Asked how he responds to Russians who see him as a thief, Khodorkovsky sighs deeply and stares at the table. After a pause, he calls his fortune a “justified bonus” for his work.
But unlike other Russian oligarchs, Khodorkovsky now enjoys an exceptional moral authority for surviving years in Russia’s dismal penal system and waging legal battles in a corrupt and troubled justice system.
And his money speaks: funding his Open Russia political movement that supports opposition politicians, provides legal support for victims of rights abuse and runs media projects.
He was pardoned in 2013 but the Kremlin still sees him as a threat — the Open Russia website and all affiliated domain names have been blocked in Russia since Christmas.
Khodorkovsky “is relevant as long as he has his political movement ... he wants to keep his possibilities open,” said Alexei Makarkin of the Center for Political Technologies in Moscow.
“He has support in society - rather small, but it exists,” Makarkin said — and that could prove useful “if the machine of the state turns out to be not as durable as expected and suddenly collapses.”
In the meantime, Khodorkovsky travels around Europe and the United States to meet like-minded Russians, invests in real estate and gives lectures at universities.
He is bemused by the Russian security services’ haphazard attempts to keep tabs on him, but no longer fears for his life, rejecting the question with a nonchalant shrug.
His voice rises, however, when railing against enemies — including today’s Russian oligarchs, who he says are too invested in the current system to stand up to Putin.

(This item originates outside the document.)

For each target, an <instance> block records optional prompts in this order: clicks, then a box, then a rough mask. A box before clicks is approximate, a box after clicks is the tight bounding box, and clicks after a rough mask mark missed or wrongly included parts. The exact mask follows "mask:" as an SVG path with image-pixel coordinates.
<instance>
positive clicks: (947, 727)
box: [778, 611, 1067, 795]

He said a recent name-and-shame U.S. list of rich and powerful Russians means the oligarchs now face a life-changing choice.

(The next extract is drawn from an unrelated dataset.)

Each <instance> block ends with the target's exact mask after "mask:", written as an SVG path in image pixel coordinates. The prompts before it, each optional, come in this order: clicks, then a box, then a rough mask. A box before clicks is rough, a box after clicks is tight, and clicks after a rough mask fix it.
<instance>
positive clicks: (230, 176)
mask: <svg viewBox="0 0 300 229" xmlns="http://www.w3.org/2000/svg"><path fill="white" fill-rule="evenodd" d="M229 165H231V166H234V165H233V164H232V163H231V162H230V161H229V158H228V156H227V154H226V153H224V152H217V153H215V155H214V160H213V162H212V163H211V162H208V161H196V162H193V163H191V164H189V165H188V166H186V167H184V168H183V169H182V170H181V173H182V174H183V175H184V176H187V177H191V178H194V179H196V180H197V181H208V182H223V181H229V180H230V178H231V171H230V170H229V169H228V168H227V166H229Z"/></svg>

“Stay and work in Putin’s Russia, but then understand that from that moment on, you no longer have opportunities outside Russia’s borders. Or say, that’s it, we earned something, and now we need to get out of this game before it’s too late,” he said.
He’s also frustrated that U.S. and EU sanctions — prompted by Russia’s 2014 annexation of Crimea and its support for separatists in eastern Ukraine — feed Putin’s argument that Russians’ problems are caused by the West.
U.S. officials “say ‘we are helping the Russian opposition with sanctions.’ No, you are not helping,” he said.
However he doesn’t think that Putin organized interference to ensure Donald Trump’s election in 2016.
“America is a powerful democratic system and no czar, even with loyal hacker armies, is capable of deforming such a system,” he declared.